Dünyanın Kuruyan Gölleri için Burdur'da Buluşuldu
"Kuruyan Göller İçin Uluslararası Buluşma" toplantısı 10 ülkeden aktivist, akademisyen ve kamu kurumu temsilcilerinin katılımıyla gerçekleştirildi.
Doğa Derneği'nin, Vaillant'ın desteğiyle, Burdur'da düzenlediği "Kuruyan Göller İçin Uluslararası Buluşma" toplantısı Orta Asya, Afrika, Ortadoğu ve Balkanlar'dan 10 ülkeden aktivist, akademisyen ve kamu kurumu temsilcilerinin katılımıyla gerçekleştirildi. Toplantıda, Türkiye'de ve dünyada göllerin kurumasının ardında yatan ortak sebepler ve çözüm önerileri tartışıldı ve gölleri yaşatmak için bölgesel işbirliğinin ilk adımları atıldı.
Burdur Gölü, Aral Gölü, Lut Gölü, Turkana Gölü, Amik Gölü, Hula Gölü, Urumiye Gölü… Türkiye'den Kenya'ya, İran'dan İsrail'e, Kazakistan'dan Yunanistan'a, dünyanın birçok bölgesinde, bir zamanlar balıklara ev sahipliği yapan, çevresinde kuşlara, bitkilere ve insanlara hayat veren sayısız göl hızla kuruyor.

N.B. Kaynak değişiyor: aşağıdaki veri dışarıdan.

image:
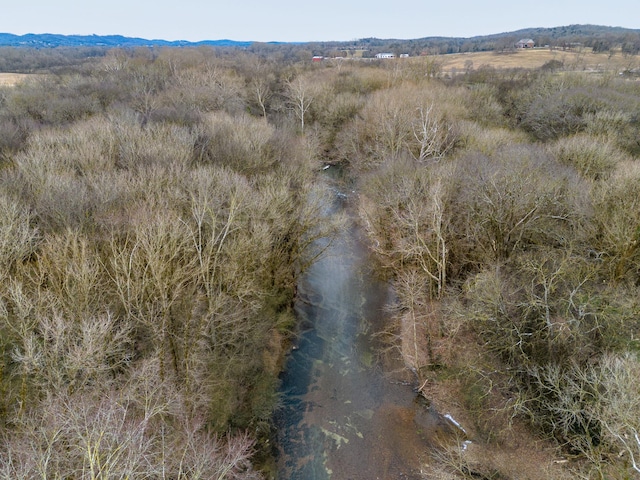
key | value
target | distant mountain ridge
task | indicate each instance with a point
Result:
(568, 33)
(51, 40)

Avrupa'da sulak alan kaybının en çok yaşandığı ülke: Türkiye
Anadolu'da son 60 yılda yaklaşık 2 milyon hektarlık sulak alan kurudu ya da kurumaya terk edildi. Bu alanların toplamı Marmara Denizi'nden daha büyük. Burdur Gölü, Tuz Gölü, Amik Gölü, Akşehir Gölü… Yanı başımızdaki, her zaman var olacağını zannettiğimiz göller yok oluyor.
Bir zamanlar dünyanın dördüncü büyük gölü olan Kazakistan-Özbekistan sınırındaki Aral Gölü bugün devasa bir çölden ibaret. Ortadoğu'nun en büyük gölü olan İran'daki Urumiye Gölü'nün yüzde 60'ı, dünyanın en alçak noktası olan Lut Gölü'nün ise üçte biri kurudu. NASA'ya göre, 2003-2010 yılları arasında Türkiye, Suriye, Irak ve İran'ın birçok bölgesinde toplam 144 kilometreküp tatlı su rezervi kayboldu. Bu miktar neredeyse Lut Gölü'nün toplam su hacmine eşit. Ortadoğu, Hindistan'dan sonra dünyada yer altı su rezervlerini en hızlı kaybeden ikinci bölge.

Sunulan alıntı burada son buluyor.